Zions Bancorp. (NASDAQ: ZION) is scheduled to release its fourth-quarter financial results after the closing bell on Monday, January 24, 2011. Analysts, on average, expect the company to report earnings of 37 cents per share on revenue of $559.75 million. In the year ago quarter, the company reported a loss of $1.26 per share on revenue of $522.78 million.
Zions Bancorporation, a multi bank holding company, provides various banking and related products and services in the United States. Zions operates its banking businesses under local management teams and community identities through approximately 500 offices in 10 Western and Southwestern states.

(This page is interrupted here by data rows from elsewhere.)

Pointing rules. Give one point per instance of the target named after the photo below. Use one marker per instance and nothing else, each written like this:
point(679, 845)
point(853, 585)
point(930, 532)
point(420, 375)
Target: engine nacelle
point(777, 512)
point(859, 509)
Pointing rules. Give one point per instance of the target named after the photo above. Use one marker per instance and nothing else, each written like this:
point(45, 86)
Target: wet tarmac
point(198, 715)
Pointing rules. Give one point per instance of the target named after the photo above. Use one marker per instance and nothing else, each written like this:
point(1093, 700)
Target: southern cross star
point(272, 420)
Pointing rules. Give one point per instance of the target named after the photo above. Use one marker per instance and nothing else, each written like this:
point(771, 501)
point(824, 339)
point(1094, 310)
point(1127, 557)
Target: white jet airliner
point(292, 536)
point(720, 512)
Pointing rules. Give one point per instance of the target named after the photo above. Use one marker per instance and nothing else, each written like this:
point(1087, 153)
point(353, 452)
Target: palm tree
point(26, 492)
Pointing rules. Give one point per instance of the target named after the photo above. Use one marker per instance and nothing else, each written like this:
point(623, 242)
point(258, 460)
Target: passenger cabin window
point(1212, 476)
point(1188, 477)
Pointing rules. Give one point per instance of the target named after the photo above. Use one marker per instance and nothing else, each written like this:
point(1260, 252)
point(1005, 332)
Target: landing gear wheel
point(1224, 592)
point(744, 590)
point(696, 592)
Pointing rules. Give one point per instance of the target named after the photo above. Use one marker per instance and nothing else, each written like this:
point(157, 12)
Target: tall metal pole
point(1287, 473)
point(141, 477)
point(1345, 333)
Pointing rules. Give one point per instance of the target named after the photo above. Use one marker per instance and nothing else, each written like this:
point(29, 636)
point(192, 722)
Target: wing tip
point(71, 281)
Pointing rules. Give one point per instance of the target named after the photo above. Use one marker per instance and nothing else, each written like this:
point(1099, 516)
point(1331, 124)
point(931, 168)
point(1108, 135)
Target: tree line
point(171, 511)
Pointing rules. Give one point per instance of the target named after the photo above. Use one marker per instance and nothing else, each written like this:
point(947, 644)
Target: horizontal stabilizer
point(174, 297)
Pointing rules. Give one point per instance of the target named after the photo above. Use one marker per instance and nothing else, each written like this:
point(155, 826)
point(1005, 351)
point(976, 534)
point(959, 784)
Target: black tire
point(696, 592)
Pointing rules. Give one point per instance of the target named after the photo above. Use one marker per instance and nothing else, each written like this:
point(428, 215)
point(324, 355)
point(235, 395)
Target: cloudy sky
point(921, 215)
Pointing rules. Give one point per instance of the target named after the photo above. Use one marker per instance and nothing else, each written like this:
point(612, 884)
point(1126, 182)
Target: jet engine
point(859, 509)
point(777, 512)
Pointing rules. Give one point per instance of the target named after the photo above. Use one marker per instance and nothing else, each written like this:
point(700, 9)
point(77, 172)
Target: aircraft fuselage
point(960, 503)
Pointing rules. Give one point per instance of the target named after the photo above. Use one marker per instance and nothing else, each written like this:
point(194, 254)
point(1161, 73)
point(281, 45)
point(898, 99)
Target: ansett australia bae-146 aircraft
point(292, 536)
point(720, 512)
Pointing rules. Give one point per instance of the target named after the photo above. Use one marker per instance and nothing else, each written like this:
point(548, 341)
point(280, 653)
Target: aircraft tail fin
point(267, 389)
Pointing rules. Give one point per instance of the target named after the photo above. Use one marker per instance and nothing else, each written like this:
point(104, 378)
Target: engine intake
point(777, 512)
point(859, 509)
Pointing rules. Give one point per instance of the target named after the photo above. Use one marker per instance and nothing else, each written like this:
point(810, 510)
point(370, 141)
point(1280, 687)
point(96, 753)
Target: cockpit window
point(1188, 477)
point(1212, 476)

In the preceding third quarter, the Salt Lake City, Utah-based company's net loss was $80.47 million or $0.47 per share, compared to a loss of $181.88 million or $1.43 per share in the previous year. The results benefited from relativey steady loan balances (excluding FDIC and construction supported loans) and an improved core net interest margin.
Zions ended the third quarter with record high capital levels, and management attributed asset quality improvement across all major sectors a factor for the improved results. The company expects the trend to continue into the fourth quarter. Like many regional banks, Zion has been actively disposing of assets, selling troubled loans and writing off assets regularly each quarter. Zion's management believes that the company can underwrite new loans that are better quality than the current assets because the firm is actively lending out capital with nearly $2.5 billion in new originations last quarter. The company is also poised to benefit from an improving labor market and a strengthening housing market, along with ultra-cheap short-term financing and attractive long-term investments. However, the company's out-sized term CRE book in hard-hit geographies still remain concerns.
Zions Bancorp received $1.4 billion in TARP funds in 2008. The money was used to bolster the regional bank’s capital reserves. Zions has said in the past that it will repay the TARP money only after showing some consistent level of profitability. It also wants to see evidence the economy is healing at a steady pace.
In terms of stock performance, ZION shares have gained nearly 40 percent over the past year.